When it comes to Noah, I do latch onto a conspiracy theory here and there. Various hikers and pseudo-scientists have claimed they found the ark on Mt. Ararat, wedged into the side of the mountain under layers of snow and ice. I’ll buy into that. There are plenty of naysayers but I’ll side with the possibility that an ancient floating animal condo complex is frozen in a block of ice like the mammoths and the cave people. To that end, I also believe Nessie, the Loch Ness monster, is totally real and just camera shy.
Since the dinosaurs took their leave (except for Nessie) and the Bible had long been written, we’ve been trying to understand and define the world we live in. Scientists like Plato, Aristotle, and Pythagoras formed the foundations of scientific expression, then Galileo, Pascal and Descartes provided terminology for the natural world, and more recently, Benjamin Franklin, Einstein, Isaac Newton and Marie Curie offered explanations for the physical properties of that world. All of these people changed mankind’s mentality of “Poof, it happened!” to “It happened and there’s a process to explain why.” The science those people discovered was canonized, yet when Darwin claimed we didn’t just spring into existence from nothing, rather that we evolved as the Earth evolved, it formed a seemingly impossible chasm. The process of scientific acceptance within the church seems to be very selective and temperamental.

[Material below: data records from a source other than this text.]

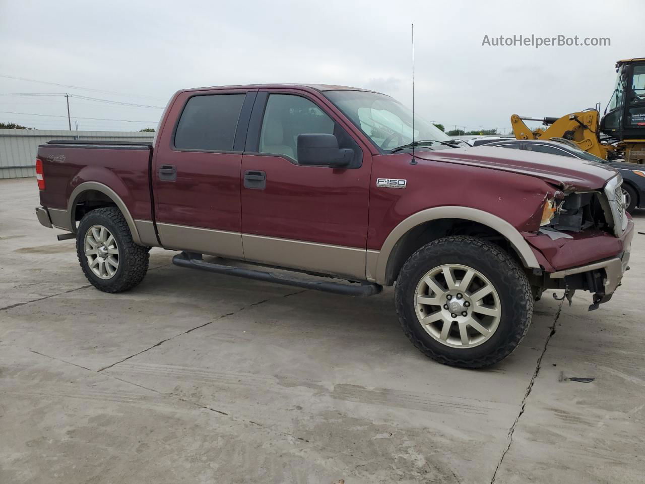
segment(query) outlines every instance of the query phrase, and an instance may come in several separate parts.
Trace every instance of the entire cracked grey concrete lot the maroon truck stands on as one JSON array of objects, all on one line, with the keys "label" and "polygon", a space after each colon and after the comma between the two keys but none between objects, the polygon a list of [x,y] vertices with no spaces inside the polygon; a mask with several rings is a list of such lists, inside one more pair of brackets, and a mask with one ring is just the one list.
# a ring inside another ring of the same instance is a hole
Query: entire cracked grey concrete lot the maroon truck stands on
[{"label": "entire cracked grey concrete lot the maroon truck stands on", "polygon": [[551,334],[560,303],[545,294],[517,351],[469,371],[412,347],[391,291],[293,294],[152,250],[142,285],[101,293],[35,205],[33,179],[0,182],[0,482],[643,474],[638,239],[613,301],[587,313],[575,297]]}]

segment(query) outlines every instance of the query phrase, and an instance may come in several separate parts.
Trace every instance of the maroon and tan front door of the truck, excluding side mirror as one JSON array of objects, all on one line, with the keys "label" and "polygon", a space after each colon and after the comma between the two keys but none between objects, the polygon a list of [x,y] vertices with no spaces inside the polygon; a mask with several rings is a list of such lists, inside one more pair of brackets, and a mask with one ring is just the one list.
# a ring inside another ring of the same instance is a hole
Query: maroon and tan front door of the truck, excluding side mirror
[{"label": "maroon and tan front door of the truck, excluding side mirror", "polygon": [[[365,279],[372,156],[346,121],[301,90],[261,90],[242,159],[242,232],[249,261]],[[334,134],[347,168],[303,166],[297,137]]]}]

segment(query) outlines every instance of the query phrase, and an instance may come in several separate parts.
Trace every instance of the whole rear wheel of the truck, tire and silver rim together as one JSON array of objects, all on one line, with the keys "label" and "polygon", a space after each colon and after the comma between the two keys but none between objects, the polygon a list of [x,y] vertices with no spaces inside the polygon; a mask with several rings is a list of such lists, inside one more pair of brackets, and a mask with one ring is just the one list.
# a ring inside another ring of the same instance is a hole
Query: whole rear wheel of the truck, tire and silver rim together
[{"label": "whole rear wheel of the truck, tire and silver rim together", "polygon": [[103,292],[132,289],[148,271],[148,248],[134,243],[128,223],[115,207],[85,214],[76,234],[76,252],[85,277]]}]

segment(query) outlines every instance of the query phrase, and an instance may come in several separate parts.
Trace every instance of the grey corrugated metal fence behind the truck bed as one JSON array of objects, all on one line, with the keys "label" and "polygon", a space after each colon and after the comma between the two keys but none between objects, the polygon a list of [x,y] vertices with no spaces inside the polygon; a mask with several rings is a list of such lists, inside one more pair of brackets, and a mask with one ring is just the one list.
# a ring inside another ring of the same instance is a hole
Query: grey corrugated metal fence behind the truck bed
[{"label": "grey corrugated metal fence behind the truck bed", "polygon": [[152,141],[154,133],[0,129],[0,178],[35,176],[38,145],[52,139]]}]

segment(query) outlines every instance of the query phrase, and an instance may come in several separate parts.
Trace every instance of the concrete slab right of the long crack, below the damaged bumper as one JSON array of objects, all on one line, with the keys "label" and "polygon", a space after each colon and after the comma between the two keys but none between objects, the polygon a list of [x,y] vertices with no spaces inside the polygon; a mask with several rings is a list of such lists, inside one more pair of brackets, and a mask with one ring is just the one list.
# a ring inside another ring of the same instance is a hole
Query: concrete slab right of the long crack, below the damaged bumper
[{"label": "concrete slab right of the long crack, below the damaged bumper", "polygon": [[[642,232],[643,214],[636,223]],[[635,236],[631,270],[609,303],[588,312],[577,294],[562,305],[496,483],[643,482],[644,242]]]}]

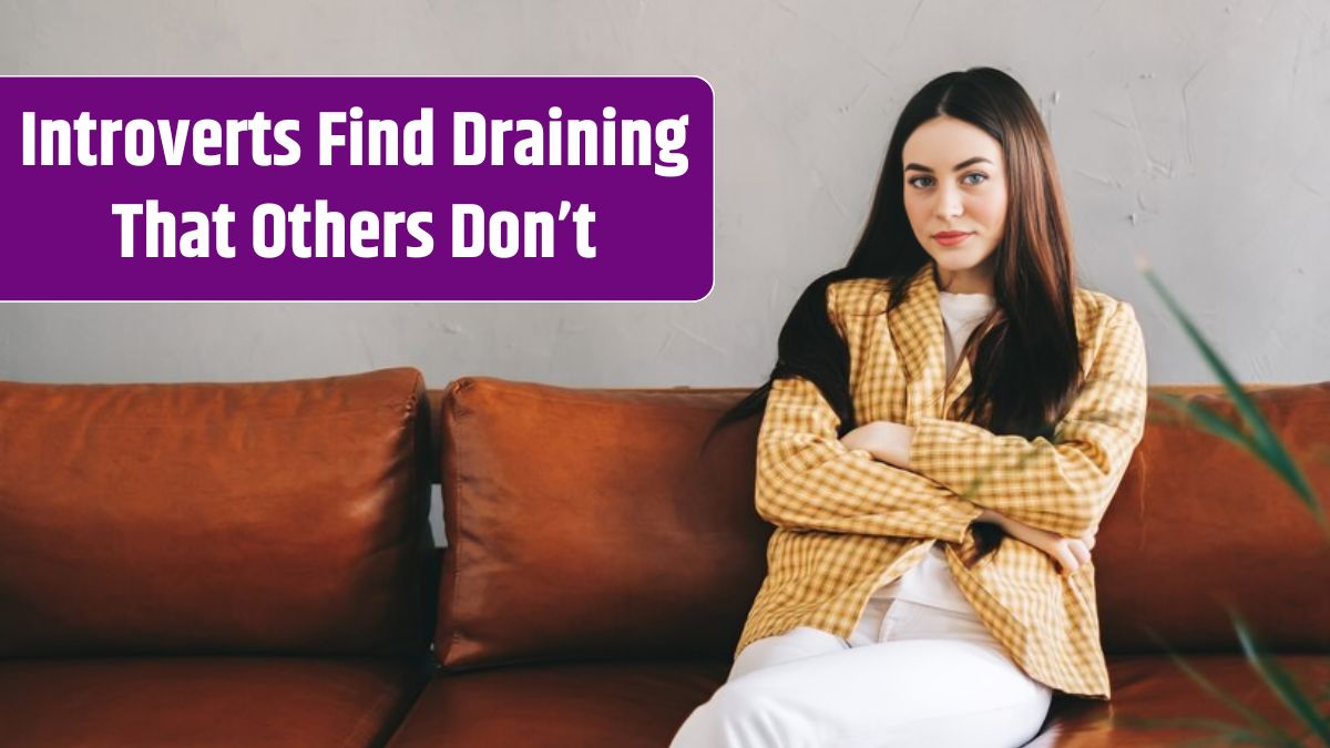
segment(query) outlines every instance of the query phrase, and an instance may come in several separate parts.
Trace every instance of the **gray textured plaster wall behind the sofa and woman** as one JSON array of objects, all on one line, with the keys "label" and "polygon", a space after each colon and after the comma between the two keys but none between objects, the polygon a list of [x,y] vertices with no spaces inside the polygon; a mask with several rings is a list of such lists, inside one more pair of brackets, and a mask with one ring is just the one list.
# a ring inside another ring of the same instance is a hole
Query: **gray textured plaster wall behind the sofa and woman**
[{"label": "gray textured plaster wall behind the sofa and woman", "polygon": [[[0,72],[696,73],[716,89],[698,303],[0,305],[0,378],[225,381],[412,365],[565,385],[755,385],[859,233],[919,85],[1003,68],[1044,112],[1081,280],[1150,381],[1210,382],[1145,254],[1246,381],[1330,379],[1330,3],[0,0]],[[9,185],[5,189],[11,189]]]}]

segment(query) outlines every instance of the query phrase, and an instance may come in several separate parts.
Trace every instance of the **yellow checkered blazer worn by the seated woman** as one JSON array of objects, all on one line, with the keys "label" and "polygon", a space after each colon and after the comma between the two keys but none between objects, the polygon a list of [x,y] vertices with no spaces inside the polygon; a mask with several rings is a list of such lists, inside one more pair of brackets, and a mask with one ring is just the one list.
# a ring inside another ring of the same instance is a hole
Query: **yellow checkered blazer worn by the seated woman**
[{"label": "yellow checkered blazer worn by the seated woman", "polygon": [[908,283],[906,299],[886,313],[883,280],[834,282],[827,310],[849,343],[858,423],[915,426],[914,470],[847,450],[837,438],[839,419],[810,381],[773,382],[758,433],[755,502],[775,531],[734,654],[797,626],[849,638],[872,592],[940,542],[956,584],[1016,664],[1052,688],[1108,699],[1093,563],[1063,576],[1044,552],[1013,538],[974,568],[960,559],[974,551],[970,523],[982,507],[1067,536],[1099,524],[1145,426],[1136,313],[1076,290],[1084,386],[1052,442],[1025,439],[942,418],[970,385],[970,363],[962,358],[944,382],[932,264]]}]

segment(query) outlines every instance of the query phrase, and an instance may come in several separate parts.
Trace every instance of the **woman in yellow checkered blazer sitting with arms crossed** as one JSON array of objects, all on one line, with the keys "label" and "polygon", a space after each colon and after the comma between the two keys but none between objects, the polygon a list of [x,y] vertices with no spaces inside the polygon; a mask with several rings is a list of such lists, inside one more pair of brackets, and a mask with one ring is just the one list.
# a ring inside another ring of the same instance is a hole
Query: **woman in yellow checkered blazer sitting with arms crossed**
[{"label": "woman in yellow checkered blazer sitting with arms crossed", "polygon": [[1130,305],[1079,287],[1048,136],[972,68],[916,93],[846,268],[781,330],[775,526],[729,679],[676,748],[1019,745],[1108,699],[1091,550],[1141,438]]}]

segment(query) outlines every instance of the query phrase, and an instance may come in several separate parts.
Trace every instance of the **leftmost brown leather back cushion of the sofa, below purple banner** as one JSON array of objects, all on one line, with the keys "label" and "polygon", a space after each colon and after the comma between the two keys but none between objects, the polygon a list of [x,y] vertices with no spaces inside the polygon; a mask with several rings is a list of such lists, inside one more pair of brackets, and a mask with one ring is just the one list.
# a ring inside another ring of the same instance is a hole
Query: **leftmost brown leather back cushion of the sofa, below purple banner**
[{"label": "leftmost brown leather back cushion of the sofa, below purple banner", "polygon": [[426,402],[412,369],[0,383],[0,655],[423,651]]}]

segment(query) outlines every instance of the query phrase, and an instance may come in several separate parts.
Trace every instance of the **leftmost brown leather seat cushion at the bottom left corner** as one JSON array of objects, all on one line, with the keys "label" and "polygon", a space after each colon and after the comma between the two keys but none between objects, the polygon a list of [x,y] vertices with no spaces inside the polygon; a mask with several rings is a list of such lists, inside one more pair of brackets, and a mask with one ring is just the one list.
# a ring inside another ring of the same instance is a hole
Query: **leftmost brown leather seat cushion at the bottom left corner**
[{"label": "leftmost brown leather seat cushion at the bottom left corner", "polygon": [[31,748],[382,745],[427,677],[403,659],[0,661],[0,743]]}]

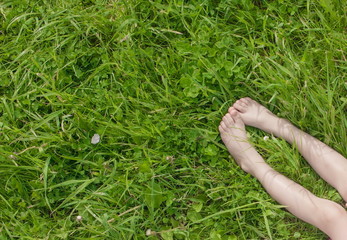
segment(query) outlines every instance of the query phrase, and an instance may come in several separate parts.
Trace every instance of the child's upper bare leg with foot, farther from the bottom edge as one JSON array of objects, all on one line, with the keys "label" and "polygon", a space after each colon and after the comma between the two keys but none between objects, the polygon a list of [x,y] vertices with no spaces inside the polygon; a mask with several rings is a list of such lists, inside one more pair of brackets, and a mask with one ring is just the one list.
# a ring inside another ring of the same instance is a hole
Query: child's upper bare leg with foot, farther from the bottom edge
[{"label": "child's upper bare leg with foot, farther from the bottom edge", "polygon": [[277,117],[250,98],[238,100],[233,107],[240,112],[246,125],[284,138],[289,143],[295,143],[315,171],[347,201],[347,159],[340,153],[296,128],[289,121]]}]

The more I think about the impetus of the Earth, the less I care to argue about it. The biblical history stuff will always fascinate me, but real talk: the duration of time it took to create the universe has very little effect on my morning subway commute, what I pray about, how my family is doing or when the next Thor movie will release. Yet the fear that faith and science may be boyfriends still keeps some people from embracing the complexity of a God who made all the puzzle pieces click into place just right. To many, it’s still as black and white as it’s always been.
I had a conversation with a very conservative person on this topic and they tried to shut me down. They told me I was asking questions that showed my lack of faith. They wondered how “my spiritual walk” was. They told me I sounded like the liberals who want God out of our schools. They were less than amused by my pondering the natural world and ended the “conversation” with a huff. They refused to engage in a harmless and non-combative discourse on the topic, choosing to avoid it completely instead.
And that brings me back to Morgan Freeman wandering the globe asking people about who God is to them. The aim of the show isn’t to disprove anyone’s ideas or to convert nonbelievers to a different way of thinking. Ultimately, the show illustrates that for all our differences, religious or otherwise, we are starkly similar. The theme of the show is that our ideas of God can coexist, which reads as heretical to some but really isn’t. Much like the “COEXIST” bumper stickers that speckled the highways, this show is promoting the willingness to coexist by considering the common ground we share.
Look, I haven’t figured God out yet and if anyone tells you they have, run. We are forever in process when it comes to matters of faith, the tangible world and how those things are braided together. While I think there’s a lot we can learn about our world and the miracles described on the pages of our trendy Teen Study Bibles, the fact is that we will never fully understand the God of the universe who cares as much for Venus fly traps as He does for giant squids, both of which are vile creations yet still exist for specific reasons.
From an outsider’s point-of-view, some of the miracles in the Bible play out in ways that mirror the fictional magic spells of Merlin or the genie in Aladdin’s lamp. Maybe to some they sound about as plausible as the Loch Ness monster herself. Joshua blows the trumpet and the walls just instantly fall down? That reads like a spec script at a Marvel table read. But perhaps some of the things that looked like “Poof!” miracles to the biblical writers who witnessed them may now, after centuries of scientifically documented hindsight, be looked at with the perspective of the miraculously-timed, intelligently-designed and ever-evolving planet on which we live. After all, the biggest miracle on Earth is life itself, which is something we each get to experience every day from sun-up to sun-up.